In my own journals you may find the sort of daily small journeys that enable me to appreciate some of these unique forces of nature. For Arthur Lismer, for example, nature is always cyclic, caught in a tension between life and death, and embodied in the entanglement of texture and structure. These anatomical overtures strongly appeal to my current visual vocabulary. My role as an artist is to transform with the use of all my senses a new platform of awareness that is well ordered from a fabric of complexity and confusion.
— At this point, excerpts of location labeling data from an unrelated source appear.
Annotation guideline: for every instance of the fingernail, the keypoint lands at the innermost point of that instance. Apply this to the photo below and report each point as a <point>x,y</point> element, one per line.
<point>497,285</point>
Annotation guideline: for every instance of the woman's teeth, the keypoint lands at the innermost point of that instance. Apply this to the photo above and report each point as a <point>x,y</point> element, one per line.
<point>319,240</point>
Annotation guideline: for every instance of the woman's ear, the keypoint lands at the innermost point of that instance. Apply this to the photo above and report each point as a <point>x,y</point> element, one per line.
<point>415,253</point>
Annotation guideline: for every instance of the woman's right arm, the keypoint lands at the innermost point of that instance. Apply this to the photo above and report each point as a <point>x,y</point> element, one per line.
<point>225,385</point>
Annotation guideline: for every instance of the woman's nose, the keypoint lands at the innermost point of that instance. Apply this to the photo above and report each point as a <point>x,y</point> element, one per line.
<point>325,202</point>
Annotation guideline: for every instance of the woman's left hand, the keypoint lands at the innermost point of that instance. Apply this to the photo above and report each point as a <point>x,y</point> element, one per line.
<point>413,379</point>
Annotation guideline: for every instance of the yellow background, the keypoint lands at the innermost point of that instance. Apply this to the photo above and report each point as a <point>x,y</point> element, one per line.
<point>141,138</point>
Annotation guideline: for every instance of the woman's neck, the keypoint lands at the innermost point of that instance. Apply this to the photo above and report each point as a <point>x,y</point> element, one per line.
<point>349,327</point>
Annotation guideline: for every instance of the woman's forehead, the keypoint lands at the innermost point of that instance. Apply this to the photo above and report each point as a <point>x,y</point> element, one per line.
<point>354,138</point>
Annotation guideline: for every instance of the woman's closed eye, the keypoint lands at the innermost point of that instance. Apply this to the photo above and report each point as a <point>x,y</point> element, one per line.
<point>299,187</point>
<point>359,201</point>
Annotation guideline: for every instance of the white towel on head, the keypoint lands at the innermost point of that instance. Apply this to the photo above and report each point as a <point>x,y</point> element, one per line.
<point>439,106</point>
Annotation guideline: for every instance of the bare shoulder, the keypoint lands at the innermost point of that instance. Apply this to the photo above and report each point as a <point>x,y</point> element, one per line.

‘In Richard Nevitt’s hands the act of drawing becomes something more than a mechanical recording of the natural world.... Each of Richard’s drawings takes us on a very personal journey of discovery as he delves into the living elements of landscape and its transcendent aspects.... In the turn of a line, a scrap of contour, an oblique hint of mass, form and volume, Nevitt lends his subjects a living quality, a breath of life and of vitality. And above all, A Caledon Sketchbook insists that drawing has little to do with style and aesthetics. Drawing is, in its essence, a means to the end of understanding ourselves and of our place in the world.’
Richard Nevitt was born in Montreal, but educated in Canada, the USA and Latin America. At an early age, after seeing his first Group of Seven exhibition in an unlikely venue in Caracas, Venezuela he already felt a strong pull to the visual arts.
Visits to galleries and museums were frequent in his youth. From 1959 to 1963, Richard pursued his studies at the Ontario College of Art. During his formative years he was invited to teach and to learn the craft of teaching under the watchful eye of Jim Williamson, head of the Toronto Art Gallery School. In 1965 he was invited to teach artistic anatomy and drawing part-time at the Ontario College of Art. Under the guidance of his mentor professor Nancy Joy, illustrator of Grant’s Atlas of Anatomy, Richard entered the ‘Art as Applied to Medicine’ program. His love of anatomy and other medical subjects sustained him throughout his teaching career.
In 1968 the Canadian Government invited Richard to document peace-keeping activities with the Canadian Armed Forces in Cyprus. The following year an invitation was extended to illustrate naval operations in Halifax, Nova Scotia. Many of these drawings currently reside in the War Museum archives in Ottawa. Richard served on the faculty at the Ontario College of Art for forty years. In 1993 he was the recipient of the A. J. Casson Award for Distinguished Service from the Ontario College of Art Alumni Association in recognition of an outstanding and dedicated contribution to the cause of education in art.
Now retired, Richard continues to work at his home studio in Alton. He also gives workshops at the McMichael Canadian Art Collection in Kleinburg.